Whiplash and Back Pain

Whiplash can become a common back/neck pain problem for a person, right after an accident for some time afterwards. Whiplash can become a potentially debilitating injury for a person, even when there is not visible damage to show up on an X-Ray. Whiplash is commonly an injury that effects the cervical region of the spine, but the thoracic and lumbar regions can be effected as well. Whiplash describes both a group of symptoms and the type of accident that causes neck pain. The classic case for whiplash would be a rear impact car accident, where the force from behind suddenly thrusts your body forward while your head jerks back and suddenly forward. You may get out of the car ok, and walk away from the accident feeling lucky to have gotten away scott free. Lying in bed that night , though, you may not feel as lucky. Whiplash pain may become a chronic back pain or neck pain problem if you do not get the proper treatment. In this article, we will discuss the pathology of whiplash pain as well as some treatments for the injury.

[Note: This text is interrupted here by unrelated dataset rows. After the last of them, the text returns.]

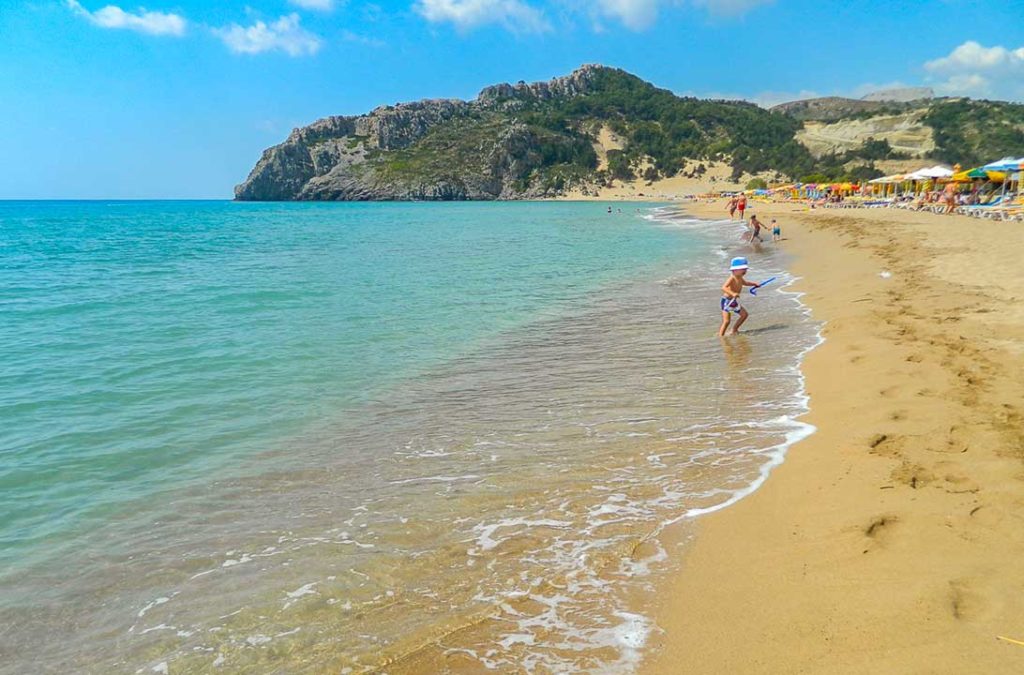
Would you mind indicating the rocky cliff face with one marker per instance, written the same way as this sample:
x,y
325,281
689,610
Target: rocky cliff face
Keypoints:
x,y
383,155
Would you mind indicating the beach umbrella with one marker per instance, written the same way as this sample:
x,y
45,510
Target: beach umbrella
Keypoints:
x,y
1007,164
979,173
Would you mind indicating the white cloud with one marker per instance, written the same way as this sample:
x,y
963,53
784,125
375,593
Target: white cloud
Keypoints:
x,y
349,36
283,35
467,14
315,5
142,20
973,70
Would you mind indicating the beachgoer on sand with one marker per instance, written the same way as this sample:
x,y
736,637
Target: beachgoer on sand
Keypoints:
x,y
730,296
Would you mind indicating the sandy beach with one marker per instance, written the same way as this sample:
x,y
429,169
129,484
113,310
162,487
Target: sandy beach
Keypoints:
x,y
891,540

Described medically, whiplash is a hyperextension or acceleration-deceleration injury. It's not limited to car accidents; it can happen while taking a hot from behind or if someone was to punch you in the face. The force of a whiplash injury typically causes the muscles of the neck to strain and ligaments to stretch or tear. Some common signs of whiplash include ringing in the ears, pain between the shoulder blades, fatigue, irritability, and stiffness and discomfort and pain in the neck. Whiplash symptoms include pain aggravated by movement,; worsening pain in the days following the accident as the tissues swell; shoulder pain; muscle spasms in the neck or upper shoulders; stiffness and decreased range of motion; headache; tingling or weakness in the arms; and sometimes irritability, fatigue, sleep difficulties, or poor concentration. Though the symptoms and nerve pain/muscle pain associated with this accident can obviously be pretty severe, they will usually go away on their own as long as there has been no severe trauma to the vertebrae or spinal chord. In fact, the damage should heal on its own within a few months. Unfortunately, some people experience lingering pain and other symptoms, which they should check out with their doctor (or chiropractor) in case there are additional injuries to the facet joints and disks.

Obviously, the best way to avoid the pain caused by whiplash is to avoid the injury that causes it. The way you sit in your car may help you to minimize the chance of neck injury following a car accident. If looking to buy a car, you should try to get one with seat that has a high head rest. To work properly, your headrest should be high enough and close enough to catch your head in a rear end collision. Position the seat so you can sit up straight with your head no more than two to four inches in front of the headrest.

Other treatments for whiplash include OTC meds (Advil, Tylenol), range of motion exercises, and cervical collars.